Dino Risi


La tradizionale scultura che i premi “Rencontres du cinema italien” di Bastia assegnano al regista del film vincitore – quest’anno Pasquale Scimeca per Placido Rizzotto – doveva essere lui, Dino Risi, a consegnarla. Questo però, per un simpatico equivoco occorso nella serata conclusiva del festival, non è accaduto. E il regista di Profumo di donna, appena salito sul palco, ha chiesto, in perfetto francese: “Avevate paura che non ce la facessi a sollevarla?”.
E’ così che Dino Risi affronta i suoi 83 anni, con un’ironia quasi adolescenziale che lascia sempre forti dubbi sul grado di veridicità di ciò che dice. Tamtam l’ha intervistato in occasione del tributo in programma ai “Rencontres” dedicato a Vittorio Gassman, “suo” attore e amico di sempre. Ecco cosa ci ha detto.

Signor Risi, per lei questa è l’intervista numero …
… 1241. No, non lo so, è però certo che me ne hanno fatte davvero tante. E non sono cambiate, sono sempre inutili: sempre le stesse domande e sempre le stesse risposte. Anzi, voi giornalisti e noi intervistati potremmo scambiarci delle cassette già registrate, per evitare questo ripetersi di cose già viste e già fatte.

E noi allora? Che facciamo adesso?
Metta via il block notes e parliamo con tranquillità.

Va bene. Però mi consenta una domanda-fotocopia: che cosa pensa del cinema italiano d’oggi?
E va bene: ci sono buoni registi e buoni film, manca però il coraggio di raccontare il presente, come facevano quelli della mia generazione. Oggi si preferisce parlare della storia appena passata: la mafia, il ’68, la resistenza … ma perché non si fa un film su Berlusconi, Andreotti, Bossi? Lì sì che ci sarebbe molto da dire! Vede, gli Usa queste possibilità narrative non se le sarebbero fatte scappare …

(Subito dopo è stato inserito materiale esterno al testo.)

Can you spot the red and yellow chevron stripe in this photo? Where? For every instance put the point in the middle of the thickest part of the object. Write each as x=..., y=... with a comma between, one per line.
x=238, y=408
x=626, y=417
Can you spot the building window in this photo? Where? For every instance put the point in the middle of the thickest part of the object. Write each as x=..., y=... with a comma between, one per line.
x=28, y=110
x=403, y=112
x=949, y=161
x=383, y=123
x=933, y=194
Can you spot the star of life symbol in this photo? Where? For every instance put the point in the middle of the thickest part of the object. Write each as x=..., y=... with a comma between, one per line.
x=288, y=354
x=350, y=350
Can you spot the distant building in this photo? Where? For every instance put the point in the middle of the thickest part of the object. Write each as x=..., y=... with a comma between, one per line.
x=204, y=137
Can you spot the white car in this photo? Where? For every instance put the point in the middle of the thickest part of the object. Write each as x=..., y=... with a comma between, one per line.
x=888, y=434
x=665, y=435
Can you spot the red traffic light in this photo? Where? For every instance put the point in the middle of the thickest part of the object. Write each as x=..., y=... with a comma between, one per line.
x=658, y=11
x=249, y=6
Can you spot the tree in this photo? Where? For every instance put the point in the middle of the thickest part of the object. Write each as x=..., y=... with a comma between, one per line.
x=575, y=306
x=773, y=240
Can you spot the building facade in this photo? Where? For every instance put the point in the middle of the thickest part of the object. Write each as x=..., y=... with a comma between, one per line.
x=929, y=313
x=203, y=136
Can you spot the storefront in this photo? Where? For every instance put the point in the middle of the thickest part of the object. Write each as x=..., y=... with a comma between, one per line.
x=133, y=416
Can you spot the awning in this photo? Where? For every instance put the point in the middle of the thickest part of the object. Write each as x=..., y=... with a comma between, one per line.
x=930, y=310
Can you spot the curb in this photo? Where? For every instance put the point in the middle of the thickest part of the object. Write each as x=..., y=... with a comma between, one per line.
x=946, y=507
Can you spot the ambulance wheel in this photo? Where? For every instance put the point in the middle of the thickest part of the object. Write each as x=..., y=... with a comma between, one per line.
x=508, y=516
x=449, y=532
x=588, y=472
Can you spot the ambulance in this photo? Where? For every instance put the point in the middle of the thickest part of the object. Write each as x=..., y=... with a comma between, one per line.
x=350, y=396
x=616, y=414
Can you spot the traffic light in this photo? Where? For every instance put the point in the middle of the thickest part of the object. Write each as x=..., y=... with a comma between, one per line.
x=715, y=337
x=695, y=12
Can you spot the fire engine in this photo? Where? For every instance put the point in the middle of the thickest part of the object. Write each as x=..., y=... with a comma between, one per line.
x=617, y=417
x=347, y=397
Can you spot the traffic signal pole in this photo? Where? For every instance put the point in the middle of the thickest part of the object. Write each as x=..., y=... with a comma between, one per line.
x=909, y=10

E allora cos’è davvero cambiato rispetto al passato?
Mancano gli sceneggiatori, ma soprattutto i grandi attori: Gassman, Tognazzi, Sordi … dove li vede, oggi? Sì, ci sono molti buoni attori, ma dove sono le star di un tempo? Forse la colpa è anche dei registi: non li aiutano a crescere a sufficienza, hanno paura che il protagonismo dell’attore offuschi il loro. E poi mancano – forse – i rapporti di amicizia: Vittorio per me era un amico, anzi, il mio unico e vero amico.

Che ricorda di Vittorio?
La sua istintiva capacità di recitare: non aveva bisogno di entrare nella parte, bastava che schiacciasse un pulsante e via, poteva essere-fare chiunque. E poi la sua capacità di ridere della vita, di non prendersi troppo sul serio. Come del resto Mastroianni: lo sa a che cosa pensava prima di interpretare una scena drammatica? Alla pasta e fagioli, lo commuoveva.

E del Gassman vittima della depressione, cosa ricorda?
Per lui fu terribile, come un lento suicidio. Gli dicevo: pensa di essere un alieno di passaggio sulla terra per soli tre giorni. Ogni cosa ti sembrerà unica, bella, da vivere. Non bastò, purtroppo.

E il Dino Risi di oggi, col cinema che si fa oggi in Italia, avrebbe ancora voglia di mettersi dietro a una macchina da presa?
A volte sì, a volte no. Comunque una sceneggiatura ce l’avrei, si tratta di una storia su Napoleone. Solo che parla dell’adulto, e invece qui a Bastia m’è venuta la voglia di raccontare Napoleone adolescente, nessuno finora l’ha fatto. Ho lanciato l’idea a questo festival, mi sembra ”storicamente” il luogo ideale. Chissà, vedremo …

Mi scusi, ma non ha appena finito di dire che si rammarica che oggi i giovani cineasti preferiscano le storie “al passato” invece di quelle “al presente”? E lei pensa a Napoleone?
Già, è vero. Ma così non avrò problemi a farmi produrre il film.

Dino Risi quanti “Napoleoni” ha incontrato nella vita?
Molti, quasi tutti produttori cinematografici. Uomini con una tempra così (e fa un gesto, ndr) che oggi non esiste più. Anche grazie a loro il cinema italiano si è fatto strada nel mondo.

Vittorio Gassman a parte, quante volte mi ha preso in giro in questa intervista?
Qualcuna ma neanche troppe … Insomma, faccia un po’ lei!